Emerson teve uma trajetória de sucesso no futebol. Além dos grandes clubes no currículo, conquistou a Copa do Brasil de 1999, pelo Juventude, e ganhou a Bola de Prata como melhor goleiro do Brasileirão 2001, pelo Bahia.
“Quando você tem alguém que fale sobre isso, provoca uma reflexão e mostra que a minha sexualidade, por exemplo, não me impediu de ser um goleiro que jogou em clubes grandes, conquistou títulos, virou ídolo, foi para a Seleção Brasileira. Tive uma carreira normal, como qualquer outro atleta”, reforça.

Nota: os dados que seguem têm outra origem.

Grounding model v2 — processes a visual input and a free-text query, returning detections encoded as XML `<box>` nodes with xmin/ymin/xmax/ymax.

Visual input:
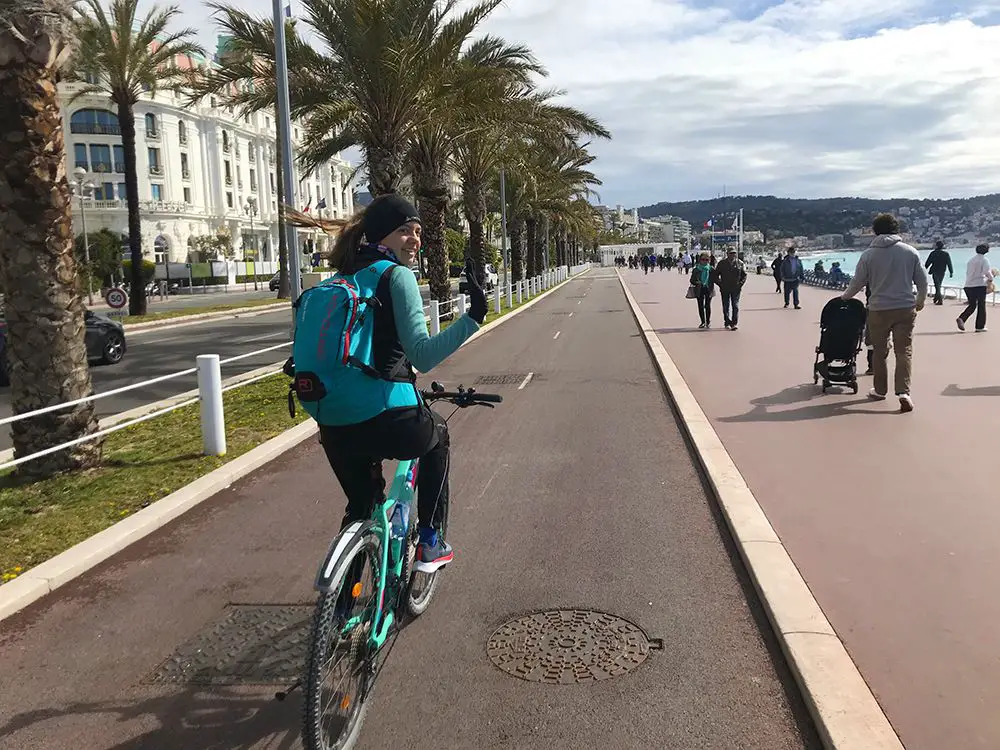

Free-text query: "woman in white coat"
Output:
<box><xmin>955</xmin><ymin>244</ymin><xmax>993</xmax><ymax>333</ymax></box>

“A sexualidade não interferiu em nada na minha competência como atleta. Isso precisa ser naturalizado. Porque vão surgir outros atletas LGBTs talentosos, e a carreira deles não pode acabar por conta disso. Então hoje já existe uma referência, existe o Emerson. Daqui a pouco, se Deus quiser, teremos mais, ao ponto de isso não ser mais assunto.”
Avanço gradual
Apesar de ainda enxergar o futebol como cenário arriscado para um jogador LGBT, Emerson Ferretti vê avanços ao comparar a realidade atual com a de quando virou jogador profissional, em 1991, pelo Grêmio.
“Era um outro momento do mundo, ainda não existia internet. Tinha muito tabu, a homossexualidade ainda era considerada doença, os gays eram considerados cidadãos de segunda categoria. Existia um preconceito muito maior do que existe hoje, foi muito mais difícil do que para alguém que está vindo agora”, garante.
“Hoje homofobia é crime. A legislação mudou, porque antes protegia quem era homofóbico. Você poderia ofender alguém e não estava cometendo um crime. Hoje você pode ser punido.”
Perda de pontos como solução
Mesmo com os avanços recentes, a homofobia nos estádios ainda é uma triste realidade do futebol brasileiro, com gritos de “bicha” e cantos ofensivos em jogos ao redor do país. O Regulamento Geral de Competições da CBF prevê até perda de pontos nesses casos, mas, em geral, os clubes pagam multas de no máximo R$ 40 mil.
Na punição mais pesada, o Corinthians foi condenado a disputar uma partida com portões fechados após cantos homofóbicos da torcida no clássico contra o São Paulo. Para Emerson Ferretti, é preciso endurecer as consequências para atingir resultados significativos no combate à LGBTfobia.
“Quando chegar nesse nível, talvez as pessoas entendam que não podem cometer esses atos, porque vão estar prejudicando seus times. Infelizmente, muita gente só aprende na dor”, afirma.
“Quando o clube do coração dessas pessoas for punido, e de repente perder um título ou ser rebaixado porque perdeu pontos por gritos homofóbicos, talvez entendam que não podem fazer isso. Infelizmente vai ter que ser na dor, na mão mais rigorosa de punir, já que na educação, para muita gente, não funciona.”
Dever dos clubes
O Bahia tem adotado ações afirmativas de inclusão social e combate ao preconceito nos últimos anos. O movimento do clube levou à criação da Torcida LGBTricolor, organizada para incentivar a presença do público LGBT no estádio.
Emerson Ferretti vê a postura do Bahia como um exemplo a ser seguido pelos outros clubes.
“Os clubes são um canhão de luz. Tudo que eles fazem e falam reverbera, penetra na sociedade. Quando assumirem esse papel social de educação e se posicionarem efetivamente, vai ter resultado na sociedade. Muitos clubes são omissos”, sugere o presidente do Bahia.